# 2015-058 - 30-Day Entitlement to Annual Leave and Past Reserve Force Service
F&R Date: 2015–03–13
The grievor enrolled in the Canadian Armed Forces (CAF) as a Reserve Force (Res F) member under the Youth Training Employment Program (YTEP), a program designed to assist in the relief of Canadian youth unemployment. After a year of Reserve service, he transferred to the Regular Force (Reg F) and continued to serve in the CAF.
After completing 28 years of continuous service in the CAF, the grievor was denied entitlement to 30 days of Annual Leave because the year spent in the Res F under the YTEP could not be credited towards the calculation of 28 years of service for leave purposes. The Committee had to determine whether the grievor should have been entitled to count his Res F service as part of the 28 years of CAF service required for the entitlement to 30 days of Annual Leave.
The Initial Authority denied the grievance, explaining that the Minister of National Defence has the sole authority to determine and make amendments to the CAF leave policy in accordance with Section 12 of the National Defence Act.

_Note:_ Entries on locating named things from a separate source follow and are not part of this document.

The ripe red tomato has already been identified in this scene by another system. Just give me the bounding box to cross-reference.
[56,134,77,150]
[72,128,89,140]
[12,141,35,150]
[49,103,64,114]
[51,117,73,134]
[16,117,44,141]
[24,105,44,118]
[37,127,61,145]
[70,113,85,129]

The Committee examined the Queen's Regulations and Orders for the Canadian Forces (QR&O) 16.14 and the CAF Leave Policy Manual. It found that in the grievor's case, the QR&O was explicit: for the purpose of calculating 28 years of service, only the present continuous Reg F service and the last previous period of Reg F service can be taken into account. Any other type of military service is excluded from the calculation. Accordingly, the Committee found that, in the absence of any discretion in article 16.14 of the QR&O, the grievor's YTEP service could not be considered for the purpose of calculating entitlement to 30 days of Annual Leave.
Notwithstanding its conclusion on the merit of the case, the Committee reminded the Chief of the Defence Staff that this issue had first been raised to his attention in 2006 and that ever since, the CAF have consistently indicated that the problem would be rectified by a “soon to come” review of the leave policy. While it acknowledged that a certain delay could be expected when regulatory amendments are required, the Committee found it unacceptable and unreasonable that the changes were still not in effect in 2015.
In light of the above, the Committee concluded that the grievor had been aggrieved by the CAF's inaction to fix a well-known, acknowledged and documented inequity within their leave policy and recommended that the grievor be granted 5 days of Special Leave to account for their failure to act.
CDS Decision Summary
CDS Decision Date: 2015–10–28
Considering that the changes to QR&O Chapter 16 implemented on 1 April 15 address the issues raised in the grievance, the FA did not endorsed the Committee's recommendation to grant 5 days of Special Leave as compensation. Prior Res F performed as of that date is now recognized towards the annual leave entitlement, and the FA denied the grievor's request to recognize any other date to determine eligibility for the 30 day annual leave entitlement on completion of 28 years of CAF service.